Workflows and Digitalization
Since several years our enterprise and its coworkers are consulting in the field of Microsoft SharePoint and related technologies. Our tasks are the conception, introduction, installation, support and extension of all SharePoint related issues.
We are often involved in the creation of digitized workflows for our customers. The data and information are stored in SharePoint. The workflows should be implemented on this basis. In most cases, it is necessary to include different people in the process at different times, for example, "decision makers", "deputies", "information procurers", "purchasers", and so on. This is because, the data usually remains in a (virtual) location, but they "move" due to their assignment to specific people through the company.
Workflows are the work processes, in which information is processed by man and machine
In order to realize workflows with SharePoint, additional solutions such as kenaflow are not necessarily needed. However, the built-in options are usually not convenient or adequate. Therefore, it makes sense to rely on specialized tools as soon as digitalization is to be advanced across the board.

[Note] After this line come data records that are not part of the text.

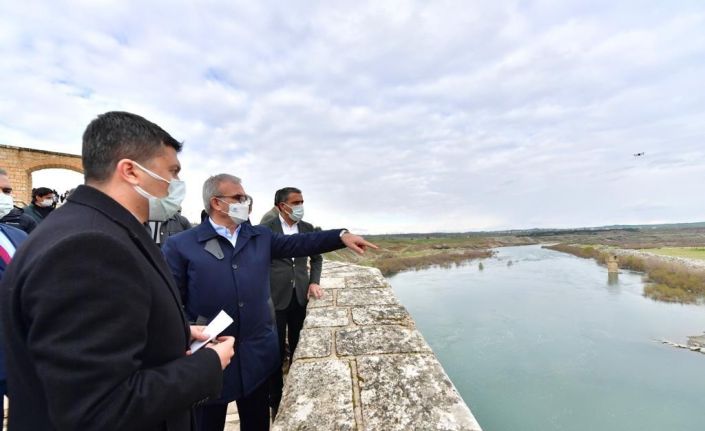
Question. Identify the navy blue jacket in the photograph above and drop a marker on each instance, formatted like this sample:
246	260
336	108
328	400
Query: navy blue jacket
16	237
214	276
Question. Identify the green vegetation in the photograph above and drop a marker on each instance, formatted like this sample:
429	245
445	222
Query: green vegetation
404	252
687	252
667	281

There are some workflow software publishers for SharePoint, but they all take the same approach of putting workflows in the hands of "Power Users". "Power Users" are employees of the company who are not necessarily members of the IT department. These workflow software publishers suggest, that implementing and modelling workflows is so easy that every employee can do it. To create workflows there are designed tools: Applications with a graphical interface with which workflows can be "clicked together".
At first glance, that may seem like a good thing. You drag a "box" from the menu onto the desktop and connect it to other "boxes". But then comes the moment when the tide turns: the "box" must be clicked to configure the workflow action. In face of what the "Power User" sees at this point, they are usually overwhelmed: fields with setting options, selection lists, fields for URLs, fields for IDs or even configuration texts in XML and so on. At this point, it becomes clear that the complexity of a workflow cannot be brought into a simple, clicked structure by means of a magic tool.
Developing workflows is more the job of professionals/programmers than the task of employees from purchasing, personnel management or controlling.
The mentioned tools and software are expensive, because the development of graphical applications is complex and complicated, which is why they can only be configured up to a certain degree.
However, we have chosen a different approach which, in our view, is better suited for reality and better supports those who, in reality, are capable of implementing the workflows from the technical aspect:
We developed kenaflow.
A workflow platform aimed at administrators and developers.
The basis for this is PowerShell, a scripting language that is explicitly aimed at administrators who should be able to manage the server landscapes automated.
PowerShell is an established factor in the SharePoint context because SharePoint is configured via PowerShell. A professional SharePoint consultant will do almost all of the configuration through PowerShell and just open the "Central Administration" to check the progress.
PowerShell is also becoming more important in other areas of everyday IT, and without PowerShell, SharePoint can hardly be adapted to the real needs of a business.
So we thought it would be practical and logical to develop SharePoint workflows based on PowerShell.
What is missing, however, is the software component that handles the execution of the PowerShell scripts: executing the right script in the right context at the right time.
Translating a single workflow into a single script is not difficult. However, implementing many workflows in many scripts and managing them is difficult. So a way has to be found to deal with this problem. Furthermore, it must also be easy to maintain.
kenaflow defines a "Workflow Folder", each containing all the files necessary for a workflow. These workflow folders are located in the workflow root.
One of the strengths of kenaflow is the ability to version workflows: any workflow folder or the workflow root can be easily linked to GIT or any other source code management-, synchronization software or backup solution, and it can be retracted at any time how workflows are changing.
Finally, when it comes to running several or even a lot of workflows, the topic of "parallelization" is important.
kenaflow offers the possibility to run many workflows simultaneously. The degree of parallelization can be controlled by the kenaflow administrator.
In terms of scaling, kenaflow also offers the possibility of running the software on several computers at the same time. The kenaflow instances synchronize workflow processing among each other.
Another advantage is that kenaflow can be executed on a single computer in multiple instances, e.g. to realize workflow development and workflow productive operations on the same server. The kenaflow instances do not interfere with each other.
Since workflow development comes close to the programming of software, it is natural that known procedures from software development have been implemented in kenaflow.
Versionability has already been mentioned. Another aspect is the "debugging", i.e. the examination of program code during execution, to check the execution itself or to control the contents of variables. - Debugging is an essential tool. kenaflow implements two options and both allow you to go into the PowerShell scripts. For this purpose "PowerShell ISE" and/or "Visual Studio Code" are/is used. The PowerShell ISE has the advantage of being part of the Windows operating system and is available everywhere. - Details can be found in the chapter "Debugging".